In what’s becoming an annual mid-holiday tradition, I picked up the latest copy of the Bill James Handbook this evening. If there’s one theme emerging during the first thumbing-through, it’s “Thank God for the Kansas City Royals.”
In many categories, the Sox were near the bottom of the league — but never close to last, thanks to their AL Central counterparts. I’ll go through a few of these occurrences and some other interesting nuggets.
- The Sox were second-to-last in manufactured runs (137), which should come as no surprise. Only the Royals were worse (130).
- At .370, Alexei Ramirez had the second-highest batting average against left-handed pitching. Derek Jeter hit .395.
- Scott Podsednik (5.58) and A.J. Pierzynski (5.90) finished sixth- and seventh-worst in percentage of plate appearances resulting in an RBI.
- The Sox were the sixth-worst baserunning team (-20). The Royals finished at -67. Both teams finished second-to-last in outs made advancing with 35.
- D.J. Carrasco had 25 long outings — 25 or more pitches — which was good for second in the league to Baltimore’s Brian Bass. Carrasco had three more relief innings.
- The only Sox reliever to record a save when entering with the tying run on base? Tony Pena.

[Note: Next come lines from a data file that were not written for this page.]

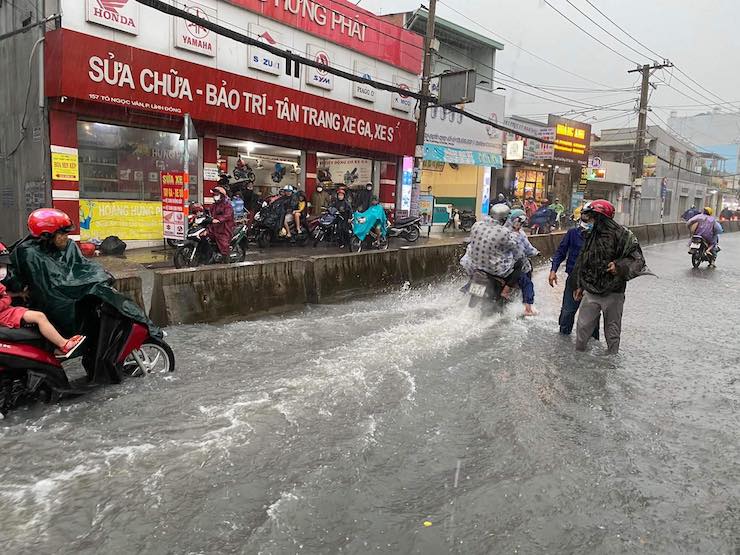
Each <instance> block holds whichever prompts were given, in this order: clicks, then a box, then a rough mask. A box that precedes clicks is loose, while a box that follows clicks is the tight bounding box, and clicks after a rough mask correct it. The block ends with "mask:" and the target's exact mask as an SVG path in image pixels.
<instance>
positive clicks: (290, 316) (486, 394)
mask: <svg viewBox="0 0 740 555" xmlns="http://www.w3.org/2000/svg"><path fill="white" fill-rule="evenodd" d="M723 245H724V252H723V253H722V255H721V258H720V261H719V268H717V269H716V270H708V269H706V265H705V266H704V268H703V269H701V270H700V271H694V270H692V269H691V267H690V266H691V265H690V260H689V256H688V255H687V254H686V248H685V245H684V244H683V243H672V244H666V245H661V246H657V247H650V248H647V249H646V255H647V258H648V262H649V264H650V266H651V268H652V269H653V270H654V271H655V272H656V273H657V274H659V276H660V278H659V279H655V278H651V277H644V278H640V279H638V280H636V281H635V282H633V283H632V284H631V285H630V287H629V290H628V299H627V306H626V313H625V322H624V324H625V332H624V336H623V342H622V346H623V352H622V354H620V355H619V356H617V357H614V358H612V357H607V356H603V352H604V348H603V346H596V347H594V349H593V350H592V352H590V353H587V354H581V355H577V354H575V353H574V352H573V346H572V339H567V338H565V339H564V338H561V337H559V336H558V335H557V333H556V330H557V325H556V322H557V312H558V309H559V296H560V295H561V292H562V290H561V289H557V290H555V291H551V290H550V288H549V287H548V286H547V284H546V272H544V271H540V272H538V273H537V274H536V276H535V279H536V287H537V293H538V297H537V306H538V308H539V310H540V312H541V314H540V316H538V317H537V318H533V319H529V320H524V319H522V318H520V317H519V313H520V312H521V307H520V306H514V307H511V310H510V312H509V313H507V314H505V315H504V316H495V317H492V318H489V319H484V320H482V319H481V317H480V315H479V314H478V313H477V312H474V311H470V310H468V309H467V308H466V300H465V299H464V298H463V297H462V296H461V295H460V294H459V293H458V292H457V288H458V287H459V285H460V284H459V283H456V282H443V283H441V284H438V285H433V286H429V287H425V288H422V289H410V290H409V289H399V290H396V291H392V292H389V293H387V294H384V295H380V296H377V297H374V298H364V299H361V300H357V301H354V302H348V303H345V304H339V305H330V306H312V307H308V308H306V309H305V310H304V311H302V312H300V313H294V314H291V315H288V316H285V317H274V318H268V319H263V320H259V321H252V322H242V323H235V324H229V325H223V326H210V325H209V326H186V327H179V328H175V329H171V330H169V333H170V337H169V339H170V341H171V343H172V345H173V347H174V348H175V351H176V353H177V356H178V362H179V368H178V372H177V373H176V374H174V375H171V376H168V377H162V376H158V377H147V378H142V379H131V380H129V381H127V382H126V383H125V384H124V385H123V386H117V387H116V386H112V387H108V388H105V389H101V390H98V391H97V392H96V393H94V394H92V395H90V396H88V397H85V398H84V399H81V400H76V401H72V402H67V403H64V404H62V405H61V406H52V407H45V406H40V407H32V408H28V409H20V410H17V411H16V412H14V413H11V415H10V416H9V417H8V419H7V420H5V421H4V422H2V423H0V444H1V445H2V456H1V457H0V518H1V519H2V520H1V522H2V524H1V525H0V546H2V551H3V553H9V554H15V553H34V554H36V553H79V554H87V553H106V554H108V553H147V554H149V553H245V554H257V553H263V554H283V553H423V554H435V553H459V554H478V553H480V554H487V553H589V554H590V553H670V554H674V553H725V554H730V555H733V554H735V553H737V552H738V549H740V466H739V465H740V448H739V442H740V431H739V430H740V418H739V416H738V415H739V414H740V413H739V411H738V409H739V408H740V370H739V368H740V354H738V350H737V322H738V321H740V302H738V301H740V257H738V256H737V253H738V251H740V237H732V236H728V237H726V238H724V239H723ZM425 522H426V524H427V525H426V526H425ZM430 524H431V525H430Z"/></svg>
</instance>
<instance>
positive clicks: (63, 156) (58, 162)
mask: <svg viewBox="0 0 740 555" xmlns="http://www.w3.org/2000/svg"><path fill="white" fill-rule="evenodd" d="M51 178H52V179H53V180H55V181H79V180H80V162H79V159H78V157H77V149H76V148H64V147H59V146H52V147H51Z"/></svg>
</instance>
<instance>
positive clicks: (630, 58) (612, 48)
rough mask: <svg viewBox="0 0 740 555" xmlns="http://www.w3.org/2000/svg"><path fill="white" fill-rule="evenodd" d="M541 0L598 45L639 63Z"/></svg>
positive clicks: (549, 2) (616, 53) (543, 1)
mask: <svg viewBox="0 0 740 555" xmlns="http://www.w3.org/2000/svg"><path fill="white" fill-rule="evenodd" d="M542 1H543V2H544V3H545V4H547V5H548V6H550V8H552V9H553V10H555V11H556V12H557V13H559V14H560V15H561V16H562V17H563V18H564V19H565V20H567V21H569V22H570V23H571V25H573V26H574V27H576V28H577V29H579V30H580V31H581V32H582V33H584V34H586V35H588V36H589V37H591V38H592V39H594V40H595V41H596V42H598V43H599V44H600V45H602V46H603V47H604V48H607V49H608V50H611V51H612V52H613V53H614V54H616V55H617V56H619V57H620V58H623V59H625V60H627V61H628V62H630V63H633V64H635V65H640V63H639V62H636V61H635V60H633V59H631V58H628V57H627V56H625V55H624V54H622V53H621V52H619V51H617V50H615V49H614V48H612V47H611V46H609V45H608V44H606V43H605V42H604V41H602V40H601V39H599V38H597V37H595V36H594V35H592V34H591V33H589V32H588V31H587V30H586V29H584V28H583V27H581V26H580V25H578V23H576V22H575V21H573V20H572V19H571V18H570V17H568V16H567V15H566V14H564V13H563V12H561V11H560V10H559V9H557V8H556V7H555V6H553V5H552V4H551V3H550V2H549V0H542Z"/></svg>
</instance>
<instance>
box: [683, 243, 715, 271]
mask: <svg viewBox="0 0 740 555" xmlns="http://www.w3.org/2000/svg"><path fill="white" fill-rule="evenodd" d="M689 254H690V255H691V265H692V266H693V267H694V268H698V267H699V266H701V264H702V262H709V264H710V265H711V264H714V262H715V261H716V260H717V256H716V255H715V254H714V253H713V252H712V251H711V250H710V249H709V242H708V241H707V240H706V239H704V237H702V236H701V235H694V236H692V237H691V245H690V246H689Z"/></svg>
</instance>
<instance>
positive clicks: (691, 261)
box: [691, 252, 701, 268]
mask: <svg viewBox="0 0 740 555" xmlns="http://www.w3.org/2000/svg"><path fill="white" fill-rule="evenodd" d="M691 265H692V266H693V267H694V268H698V267H699V266H701V253H700V252H695V253H694V254H692V255H691Z"/></svg>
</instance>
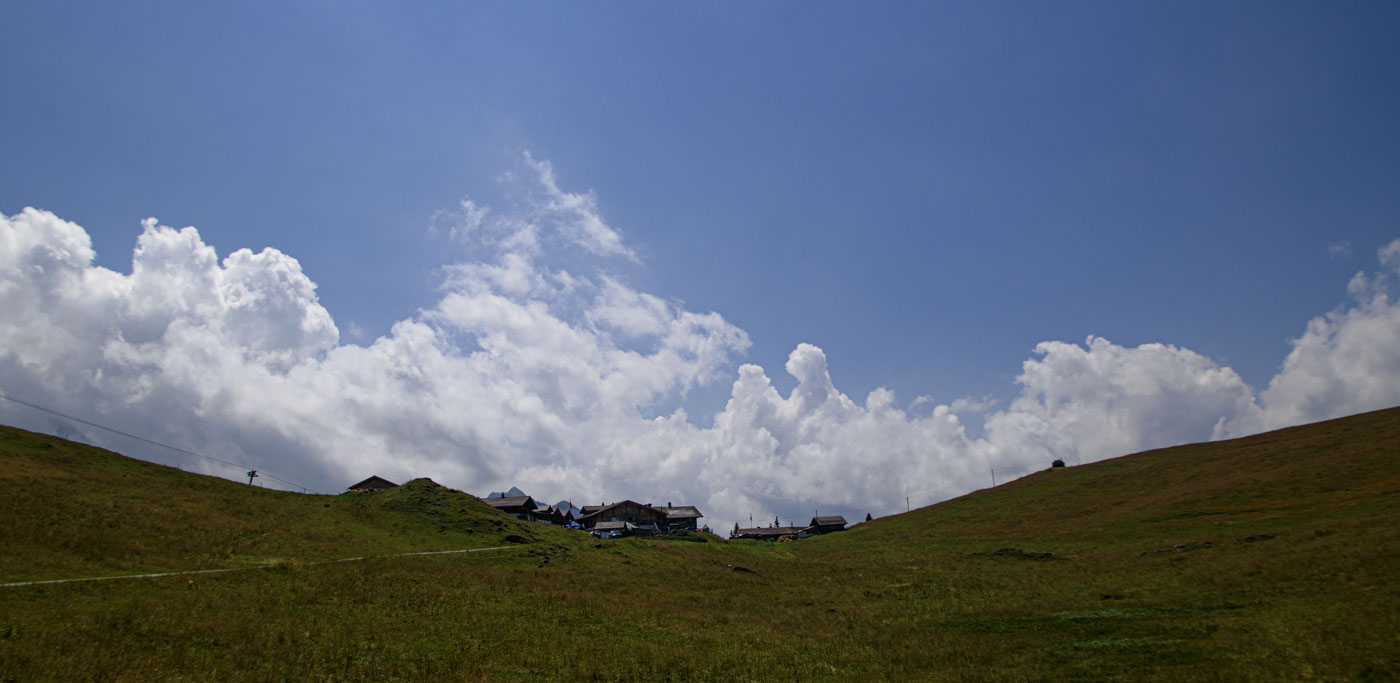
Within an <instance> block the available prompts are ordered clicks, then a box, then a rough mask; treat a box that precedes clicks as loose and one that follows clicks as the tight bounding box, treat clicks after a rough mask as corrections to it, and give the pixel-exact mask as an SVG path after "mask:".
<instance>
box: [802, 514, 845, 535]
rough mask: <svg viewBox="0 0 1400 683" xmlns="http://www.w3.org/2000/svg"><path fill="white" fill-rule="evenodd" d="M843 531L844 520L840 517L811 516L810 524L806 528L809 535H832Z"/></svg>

- John Danks had the second-highest percentage of pitches in the strike zone to Minnesota’s Scott Baker.
- Danks, Mark Buehrle and Clayton Richard were three of six pitchers to pick off six runners or more.
- Gavin Floyd has the least-hittable curve in terms of OPS (.410).
- Chris Getz was the only infielder to show up on the plus-minus trailers list, finishing 10 plays below average, sixth-worst among major-league second basemen.
- Jermaine Dye was the worst right fielder over the last year (-28), and over the last three years cumulatively (-81).
- Carlos Quentin wasn’t much better (-20).